Eclipse Day at the Googleplex 2012

Tuesday, December 4, 2012




Here at Google, we use Eclipse every day to build our external and internal products, as well as building and releasing Eclipse tools. We are delighted to announce that we will be hosting Eclipse Day at Googleplex on December 12th, 2012. Hosting this event is one way to say “thank you” and contribute back to the developer community.

Eclipse Day is a great opportunity for both Eclipse users and contributors to network and share ideas. This year we have sessions that cover Orion, the Eclipse M2M tools, BIRT, Gerrit, CDT, Dart, WindowBuilder, performance tuning in Eclipse, and the future of ALM. During the one day conference, Eclipse projects and Eclipse-based products created here at Google will also be highlighted.

In previous years some of the most popular sessions have been our Eclipse Ignite talks: 5-minute, 20-slide presentations by attendees sharing what they are doing with Eclipse.

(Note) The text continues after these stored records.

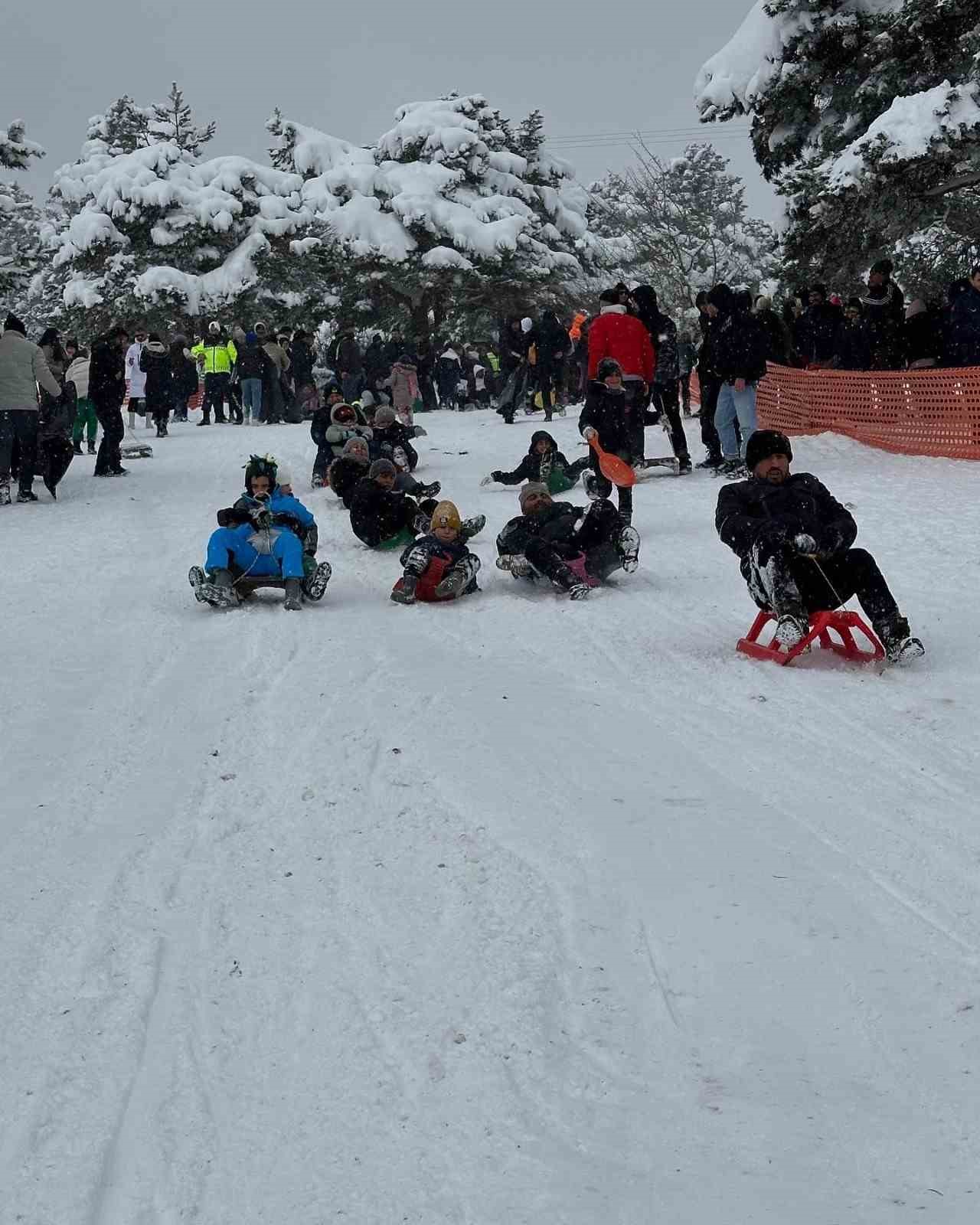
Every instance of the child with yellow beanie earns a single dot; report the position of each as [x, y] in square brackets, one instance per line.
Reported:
[439, 567]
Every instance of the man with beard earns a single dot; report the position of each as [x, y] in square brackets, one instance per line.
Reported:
[794, 541]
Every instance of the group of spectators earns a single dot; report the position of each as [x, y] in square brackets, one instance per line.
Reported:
[875, 331]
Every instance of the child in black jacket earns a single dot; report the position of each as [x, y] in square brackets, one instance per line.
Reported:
[545, 463]
[439, 567]
[608, 416]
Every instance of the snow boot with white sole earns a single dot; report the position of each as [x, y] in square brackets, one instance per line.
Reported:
[316, 583]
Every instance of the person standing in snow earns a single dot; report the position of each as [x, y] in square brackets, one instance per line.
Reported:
[739, 352]
[553, 346]
[794, 543]
[216, 357]
[107, 390]
[86, 423]
[665, 389]
[622, 337]
[576, 548]
[963, 325]
[136, 379]
[885, 315]
[158, 390]
[184, 371]
[22, 371]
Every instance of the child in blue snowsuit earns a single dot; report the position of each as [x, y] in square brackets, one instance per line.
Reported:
[266, 533]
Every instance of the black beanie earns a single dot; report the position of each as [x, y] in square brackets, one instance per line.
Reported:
[765, 444]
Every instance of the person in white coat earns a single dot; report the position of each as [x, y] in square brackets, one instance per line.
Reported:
[136, 379]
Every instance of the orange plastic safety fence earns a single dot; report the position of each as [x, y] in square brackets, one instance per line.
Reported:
[910, 412]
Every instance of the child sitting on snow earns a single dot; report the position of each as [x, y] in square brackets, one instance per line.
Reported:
[545, 463]
[439, 567]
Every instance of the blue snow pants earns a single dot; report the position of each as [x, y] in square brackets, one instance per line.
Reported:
[230, 547]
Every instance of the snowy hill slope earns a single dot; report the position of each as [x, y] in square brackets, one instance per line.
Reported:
[512, 912]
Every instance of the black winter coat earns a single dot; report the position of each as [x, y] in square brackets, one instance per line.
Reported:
[531, 466]
[739, 347]
[253, 361]
[155, 361]
[345, 475]
[751, 510]
[107, 375]
[555, 526]
[818, 334]
[379, 514]
[965, 328]
[385, 440]
[612, 414]
[853, 347]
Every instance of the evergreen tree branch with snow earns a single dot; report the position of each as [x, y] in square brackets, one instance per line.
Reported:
[865, 116]
[681, 224]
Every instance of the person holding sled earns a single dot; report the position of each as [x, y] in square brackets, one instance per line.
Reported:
[543, 463]
[610, 416]
[331, 428]
[575, 547]
[794, 542]
[266, 533]
[439, 567]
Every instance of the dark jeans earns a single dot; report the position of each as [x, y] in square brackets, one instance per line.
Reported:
[604, 487]
[710, 389]
[667, 401]
[214, 391]
[783, 582]
[597, 538]
[22, 426]
[113, 432]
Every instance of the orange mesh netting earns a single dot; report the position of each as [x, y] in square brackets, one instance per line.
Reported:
[930, 412]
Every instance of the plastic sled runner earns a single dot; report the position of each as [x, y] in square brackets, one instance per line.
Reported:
[822, 626]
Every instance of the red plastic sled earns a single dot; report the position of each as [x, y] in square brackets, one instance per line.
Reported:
[842, 622]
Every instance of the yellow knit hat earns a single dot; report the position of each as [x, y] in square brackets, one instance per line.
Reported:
[446, 516]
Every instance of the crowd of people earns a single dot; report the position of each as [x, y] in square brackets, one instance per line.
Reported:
[628, 365]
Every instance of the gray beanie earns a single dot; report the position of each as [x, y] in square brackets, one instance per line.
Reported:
[533, 487]
[385, 416]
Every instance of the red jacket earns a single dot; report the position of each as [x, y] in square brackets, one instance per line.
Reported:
[618, 335]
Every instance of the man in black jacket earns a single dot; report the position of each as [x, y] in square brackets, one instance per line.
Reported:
[575, 547]
[739, 352]
[107, 390]
[794, 541]
[708, 384]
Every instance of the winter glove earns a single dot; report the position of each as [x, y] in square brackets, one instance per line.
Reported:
[406, 593]
[804, 543]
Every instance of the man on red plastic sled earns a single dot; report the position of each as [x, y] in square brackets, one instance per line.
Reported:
[794, 541]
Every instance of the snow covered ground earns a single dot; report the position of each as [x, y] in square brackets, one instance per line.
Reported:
[510, 912]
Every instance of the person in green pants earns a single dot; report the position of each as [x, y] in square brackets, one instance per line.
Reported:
[85, 412]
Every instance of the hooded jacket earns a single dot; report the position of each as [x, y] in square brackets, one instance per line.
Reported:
[377, 514]
[618, 335]
[22, 369]
[751, 508]
[531, 466]
[738, 342]
[155, 363]
[77, 373]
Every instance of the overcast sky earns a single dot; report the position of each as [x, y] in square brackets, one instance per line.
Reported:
[593, 69]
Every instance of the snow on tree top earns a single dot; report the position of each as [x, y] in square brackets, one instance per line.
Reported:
[908, 129]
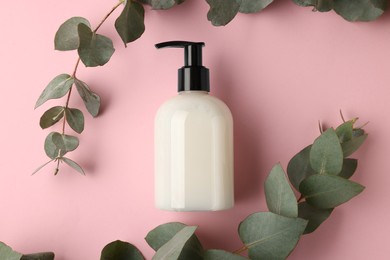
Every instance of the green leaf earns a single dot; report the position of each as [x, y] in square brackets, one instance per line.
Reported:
[56, 88]
[253, 6]
[130, 23]
[40, 167]
[119, 250]
[173, 248]
[73, 164]
[314, 215]
[7, 253]
[222, 11]
[75, 119]
[57, 145]
[214, 254]
[67, 37]
[299, 167]
[349, 168]
[39, 256]
[360, 10]
[319, 5]
[326, 155]
[279, 195]
[162, 234]
[270, 236]
[344, 131]
[94, 49]
[353, 145]
[91, 100]
[328, 191]
[51, 116]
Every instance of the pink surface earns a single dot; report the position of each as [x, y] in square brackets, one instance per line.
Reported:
[279, 71]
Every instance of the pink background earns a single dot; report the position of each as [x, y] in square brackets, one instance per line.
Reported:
[280, 71]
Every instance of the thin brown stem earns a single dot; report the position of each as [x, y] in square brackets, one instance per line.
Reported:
[78, 60]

A big thank you to Ian Skerrett and everyone at the Eclipse Foundation for assembling this great event. We are happy to welcome the Eclipse community to our campus and are always looking for ways to make this conference better. Please share your ideas and let us know your thoughts about this year’s program.

Pre-registration, which includes a $40 contribution to the Eclipse Foundation, is required for attendance. You may pre-register until December 11, 2012, 2pm PST.